Crédito rural no Brasil
Durante o debate na comissão, Octaciano Neto, ex-secretário de Agricultura do Espírito Santo, apresentou um panorama histórico do crédito rural no país. Segundo ele, o financiamento evoluiu da Carteira de Crédito Agrícola e Industrial, em 1937, até o atual modelo de mercado de capitais. “O crédito rural deixou de ser a música de Fernando e Sorocaba, ‘Bala de Prata’, para virar a ‘Colcha de Retalhos’ de Chitãozinho e Xororó. Hoje, o financiamento é costurado pedaço a pedaço, com papéis diferentes sustentando o agro brasileiro”, afirmou.
Neto reforçou que LCAs, CRAs e Fiagros são instrumentos estruturantes do setor. A tributação prevista pela MP 1.303 pode reduzir sua atratividade e impactar investimentos. Estudo da Tendências Consultoria estima que a medida poderia gerar R$ 7,3 bilhões em arrecadação adicional até 2028, mesmo com queda de 20% nas novas emissões.
“O peso dos subsídios no Brasil é muito menor do que em outros países. O produtor brasileiro recebe, em média, um quarto do que recebem agricultores na OCDE. Na União Europeia, o apoio público chega a quase 30%, e no Japão, a mais de 50% da produção”, disse.
Para Neto, o principal desafio estrutural do setor é a alta taxa de juros. “O problema não é o gasto público com o agro, e sim o custo do dinheiro. Enquanto a Selic se mantiver elevada, o agronegócio brasileiro continuará em desvantagem frente a concorrentes internacionais”, concluiu.
Igor Souza, da APET (Associação Paulista de Estudos Tributários), destacou que o setor agropecuário é um dos que mais demandam crédito e que não é possível depender exclusivamente de financiamentos públicos. “Tributar instrumentos como CRAs, LCAs e Fiagros pode gerar fuga de capital, prejudicando o Brasil e beneficiando outros países”, alertou.

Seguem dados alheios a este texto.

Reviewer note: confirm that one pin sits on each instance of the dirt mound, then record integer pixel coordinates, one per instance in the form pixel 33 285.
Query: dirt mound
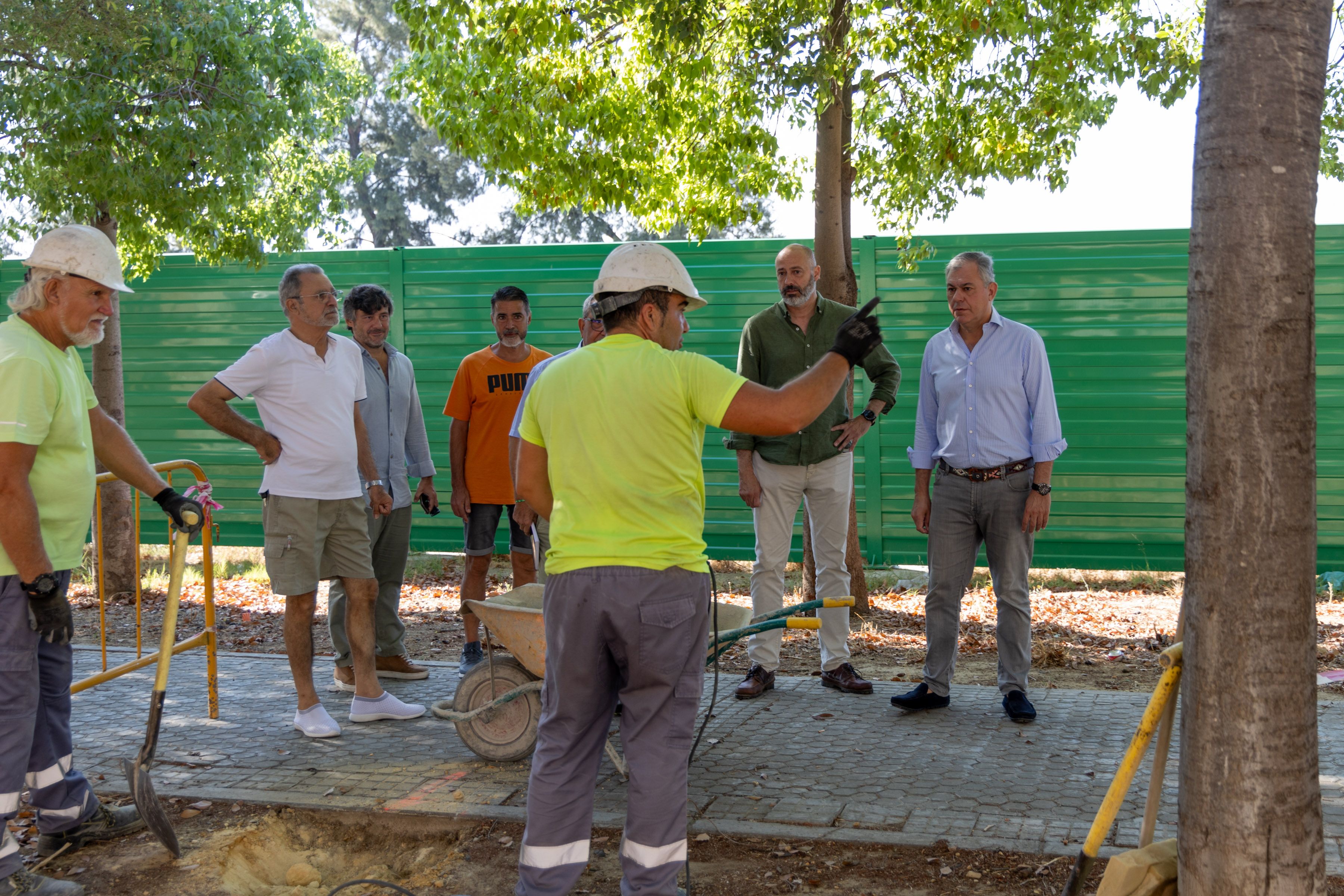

O especialista reforçou a necessidade de regras claras e segurança jurídica. “Investimentos de mercado de capitais são de longo prazo. Alterar políticas públicas de forma repentina prejudica tanto o setor quanto os investidores. Precisamos de alternativas que fortaleçam o agronegócio sem reduzir a atratividade do crédito privado”, concluiu.